Déclaré malade par les équipes du parc depuis mars 2016, il a passé presque toute une année à lutter contre une infection des poumons, d’origine bactérienne, (d’après les équipes du parc) avant de s’éteindre, loin des siens, dans sa prison de béton.
Tilly a été capturé dans les eaux islandaises à l’âge de 2 ans, arraché à sa famille alors qu’il n’était encore qu’un bébé. C’est plus de 30 longues années qu’il aura passé au sein de différents parcs, la captivité et les mauvais traitements le rendant psychotique. Il fut placé à l’isolement sous camisole chimique après avoir tué et démembré sa dresseuse.

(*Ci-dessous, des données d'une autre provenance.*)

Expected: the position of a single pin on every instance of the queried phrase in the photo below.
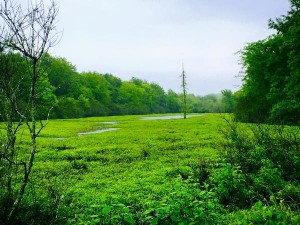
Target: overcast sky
(150, 39)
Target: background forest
(239, 167)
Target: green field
(141, 158)
(164, 171)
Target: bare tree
(29, 31)
(184, 92)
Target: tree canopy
(270, 91)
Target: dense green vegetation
(95, 94)
(271, 92)
(163, 172)
(73, 94)
(207, 169)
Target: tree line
(270, 91)
(70, 94)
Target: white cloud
(150, 38)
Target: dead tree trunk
(30, 32)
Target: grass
(155, 171)
(140, 158)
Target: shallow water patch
(98, 131)
(168, 117)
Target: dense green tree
(228, 101)
(270, 89)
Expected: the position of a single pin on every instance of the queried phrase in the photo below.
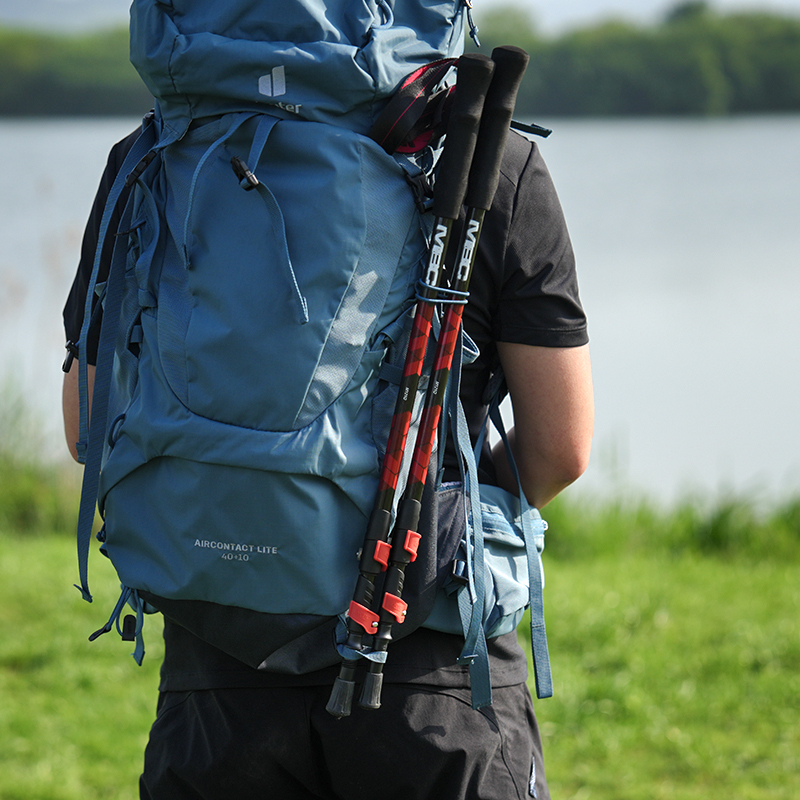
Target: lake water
(688, 242)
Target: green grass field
(674, 637)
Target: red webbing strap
(403, 111)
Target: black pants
(424, 743)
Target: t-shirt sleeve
(76, 300)
(539, 300)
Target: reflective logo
(273, 84)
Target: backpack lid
(328, 61)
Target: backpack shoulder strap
(90, 444)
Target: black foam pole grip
(474, 75)
(510, 64)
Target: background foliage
(695, 61)
(674, 635)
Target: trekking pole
(474, 74)
(510, 64)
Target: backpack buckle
(247, 180)
(421, 189)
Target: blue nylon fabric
(305, 459)
(334, 62)
(91, 441)
(510, 535)
(533, 531)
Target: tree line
(695, 61)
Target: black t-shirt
(523, 290)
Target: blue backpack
(255, 319)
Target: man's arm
(551, 394)
(70, 405)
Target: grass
(674, 636)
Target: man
(225, 730)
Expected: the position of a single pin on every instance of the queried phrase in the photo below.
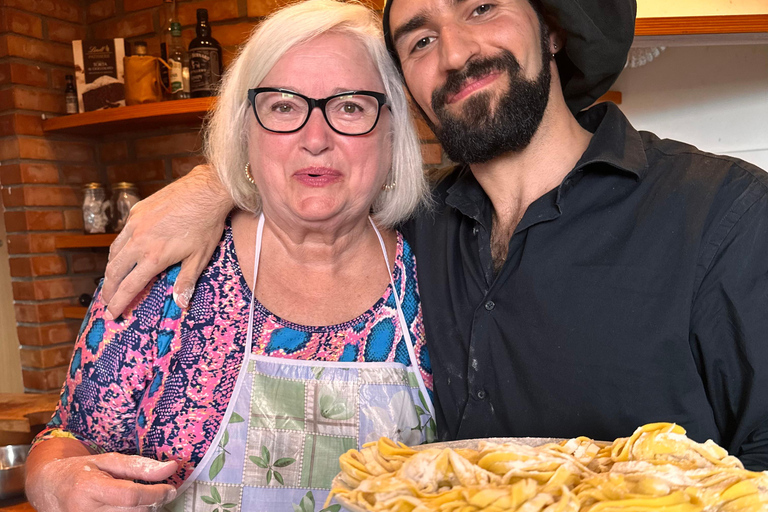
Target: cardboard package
(99, 75)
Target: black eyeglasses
(347, 113)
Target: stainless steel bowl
(12, 460)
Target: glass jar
(95, 209)
(124, 196)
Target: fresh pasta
(658, 468)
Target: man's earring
(248, 172)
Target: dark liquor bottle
(71, 95)
(204, 59)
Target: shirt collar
(614, 142)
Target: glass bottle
(168, 17)
(95, 208)
(124, 196)
(140, 48)
(165, 76)
(185, 76)
(71, 95)
(176, 61)
(204, 59)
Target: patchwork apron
(289, 420)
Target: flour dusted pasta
(658, 468)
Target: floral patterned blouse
(157, 380)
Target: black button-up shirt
(634, 292)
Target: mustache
(477, 68)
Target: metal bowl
(12, 460)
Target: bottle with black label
(71, 95)
(204, 59)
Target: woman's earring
(248, 173)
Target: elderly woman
(304, 337)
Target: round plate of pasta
(658, 468)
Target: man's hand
(182, 222)
(101, 483)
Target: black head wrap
(598, 36)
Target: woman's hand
(100, 483)
(182, 222)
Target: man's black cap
(598, 34)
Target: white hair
(226, 140)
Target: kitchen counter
(22, 415)
(20, 412)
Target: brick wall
(42, 174)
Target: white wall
(10, 365)
(663, 8)
(714, 97)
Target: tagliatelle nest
(658, 468)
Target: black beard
(480, 133)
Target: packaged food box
(99, 75)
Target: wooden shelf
(614, 96)
(136, 117)
(76, 312)
(84, 241)
(701, 25)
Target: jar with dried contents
(95, 208)
(124, 195)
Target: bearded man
(578, 277)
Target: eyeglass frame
(313, 103)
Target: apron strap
(401, 317)
(404, 326)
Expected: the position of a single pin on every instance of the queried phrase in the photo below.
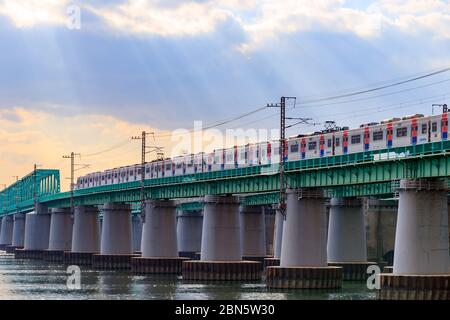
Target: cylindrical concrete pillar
(137, 232)
(189, 231)
(221, 238)
(86, 230)
(278, 234)
(159, 235)
(116, 230)
(37, 231)
(18, 230)
(421, 239)
(253, 231)
(304, 236)
(61, 226)
(346, 231)
(6, 230)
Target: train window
(424, 128)
(402, 132)
(377, 135)
(434, 127)
(356, 139)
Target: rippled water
(30, 279)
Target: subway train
(391, 133)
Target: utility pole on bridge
(72, 156)
(283, 150)
(144, 151)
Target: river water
(34, 279)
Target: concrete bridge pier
(159, 240)
(18, 233)
(189, 233)
(85, 236)
(116, 247)
(37, 232)
(346, 245)
(136, 222)
(60, 239)
(221, 256)
(277, 240)
(303, 263)
(253, 233)
(421, 255)
(269, 216)
(6, 231)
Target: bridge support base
(159, 240)
(189, 233)
(221, 270)
(421, 268)
(189, 254)
(304, 277)
(6, 232)
(271, 262)
(221, 255)
(28, 254)
(18, 230)
(53, 255)
(116, 248)
(140, 265)
(112, 261)
(388, 269)
(303, 263)
(278, 234)
(414, 287)
(78, 258)
(354, 271)
(12, 249)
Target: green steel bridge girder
(365, 173)
(19, 196)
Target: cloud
(28, 13)
(150, 17)
(42, 137)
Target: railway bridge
(39, 221)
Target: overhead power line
(350, 94)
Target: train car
(264, 153)
(179, 168)
(167, 168)
(219, 160)
(229, 158)
(390, 133)
(252, 154)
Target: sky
(86, 76)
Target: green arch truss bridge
(359, 174)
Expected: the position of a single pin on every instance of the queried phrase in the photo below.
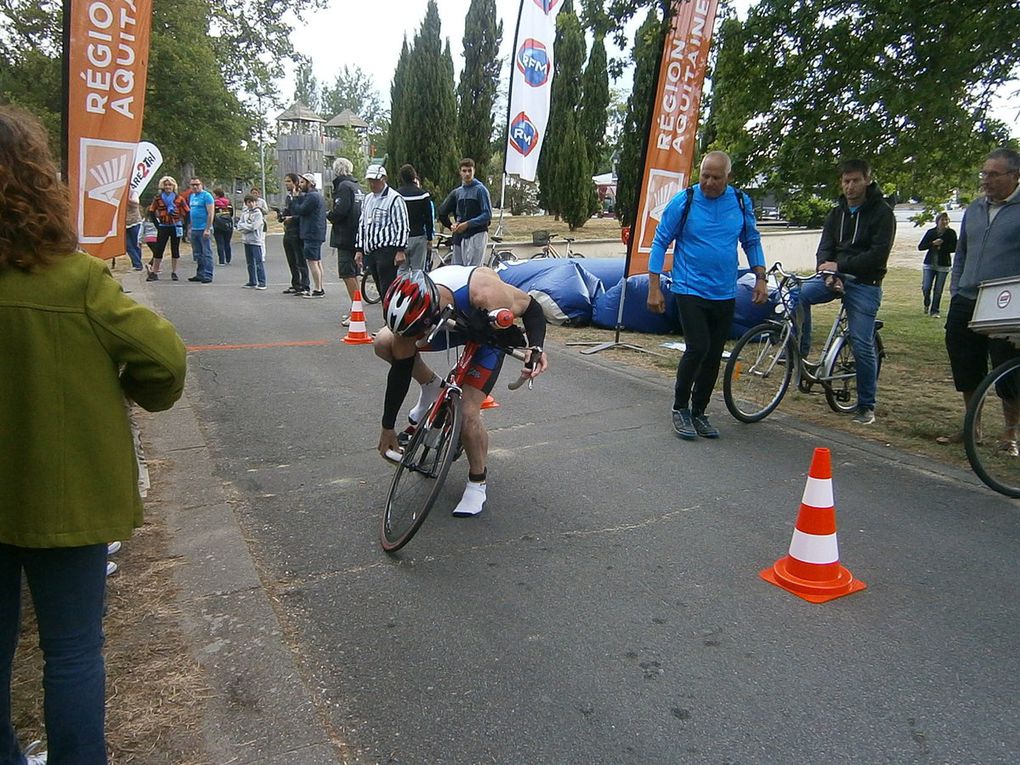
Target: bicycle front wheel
(989, 429)
(369, 292)
(758, 373)
(421, 472)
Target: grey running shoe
(683, 424)
(705, 428)
(864, 416)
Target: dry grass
(155, 691)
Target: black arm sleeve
(534, 323)
(397, 384)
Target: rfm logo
(532, 61)
(546, 5)
(523, 134)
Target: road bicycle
(990, 434)
(545, 239)
(494, 255)
(764, 360)
(435, 441)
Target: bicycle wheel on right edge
(369, 292)
(421, 472)
(989, 438)
(758, 373)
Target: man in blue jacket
(704, 282)
(310, 211)
(472, 209)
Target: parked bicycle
(545, 239)
(764, 360)
(435, 442)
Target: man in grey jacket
(988, 248)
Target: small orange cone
(357, 333)
(812, 569)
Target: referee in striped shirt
(381, 240)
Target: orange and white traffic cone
(812, 569)
(357, 333)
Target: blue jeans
(68, 585)
(932, 283)
(862, 302)
(202, 248)
(131, 242)
(256, 264)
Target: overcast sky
(369, 34)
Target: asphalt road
(606, 607)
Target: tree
(306, 86)
(565, 165)
(808, 85)
(397, 137)
(428, 108)
(478, 83)
(647, 51)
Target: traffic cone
(812, 569)
(357, 333)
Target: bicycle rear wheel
(369, 292)
(840, 394)
(989, 438)
(421, 472)
(758, 373)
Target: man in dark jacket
(470, 205)
(857, 238)
(292, 240)
(347, 199)
(419, 219)
(310, 211)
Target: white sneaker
(429, 392)
(473, 501)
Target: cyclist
(411, 308)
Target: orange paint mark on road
(251, 346)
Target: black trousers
(296, 262)
(706, 326)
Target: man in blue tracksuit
(472, 210)
(704, 282)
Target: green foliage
(647, 51)
(306, 86)
(803, 208)
(478, 83)
(427, 109)
(804, 86)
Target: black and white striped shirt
(384, 221)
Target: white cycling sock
(473, 501)
(429, 392)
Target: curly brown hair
(35, 205)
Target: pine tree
(428, 108)
(564, 167)
(478, 82)
(396, 142)
(648, 50)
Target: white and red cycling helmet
(411, 305)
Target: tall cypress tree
(648, 50)
(478, 81)
(564, 167)
(396, 139)
(428, 108)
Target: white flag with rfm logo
(530, 82)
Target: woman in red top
(167, 212)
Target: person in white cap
(381, 241)
(310, 211)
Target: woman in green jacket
(72, 346)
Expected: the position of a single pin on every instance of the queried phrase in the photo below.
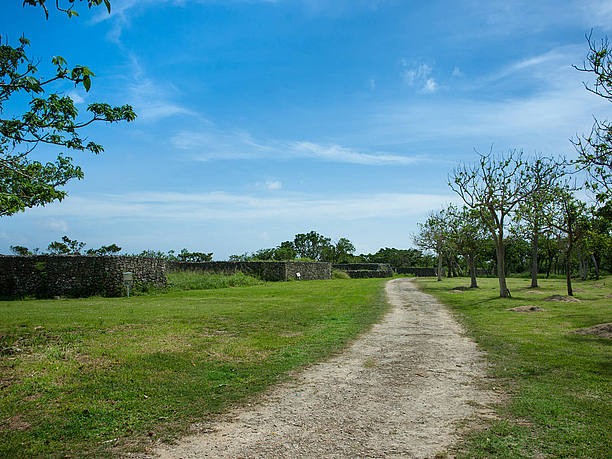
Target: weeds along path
(402, 389)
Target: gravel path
(400, 390)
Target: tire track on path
(401, 390)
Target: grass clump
(106, 377)
(560, 382)
(197, 280)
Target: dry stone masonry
(266, 270)
(365, 270)
(78, 276)
(82, 276)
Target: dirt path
(400, 390)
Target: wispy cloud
(152, 100)
(270, 185)
(218, 206)
(420, 76)
(212, 144)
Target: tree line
(317, 247)
(515, 203)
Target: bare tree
(543, 171)
(595, 149)
(494, 187)
(431, 237)
(465, 234)
(567, 215)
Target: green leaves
(50, 119)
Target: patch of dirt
(562, 298)
(401, 390)
(526, 308)
(16, 423)
(601, 330)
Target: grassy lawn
(560, 382)
(102, 376)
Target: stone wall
(266, 270)
(417, 272)
(365, 270)
(53, 275)
(309, 270)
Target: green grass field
(560, 382)
(102, 376)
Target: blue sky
(258, 120)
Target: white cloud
(221, 206)
(273, 185)
(430, 86)
(54, 224)
(419, 75)
(210, 144)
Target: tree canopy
(32, 114)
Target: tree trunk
(568, 275)
(472, 265)
(596, 266)
(568, 261)
(501, 269)
(534, 258)
(582, 265)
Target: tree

Toute la presse a relayé la nouvelle de la mort de l’orque.
Quelques exemples :
Le Huffington Post
Le Monde
Libération
Le Parisien
L’Obs – Temps Réel
L’existence misérable de Tilikum est contée dans le documentaire Blackfish, primé à Sundance en 2013. Ce documentaire de Gabriela Cowperthwaite a attiré l’attention de l’opinion public sur les conditions de détentions de cétacés dans les parcs, et a été le point de départ d’un raz de marée qui ne cesse de croître et de submerger ce business autrefois lucratif.
La mort de cette figure emblématique a relancé plus que jamais le débat sur la captivité des cétacés, et sur leurs conditions de détention.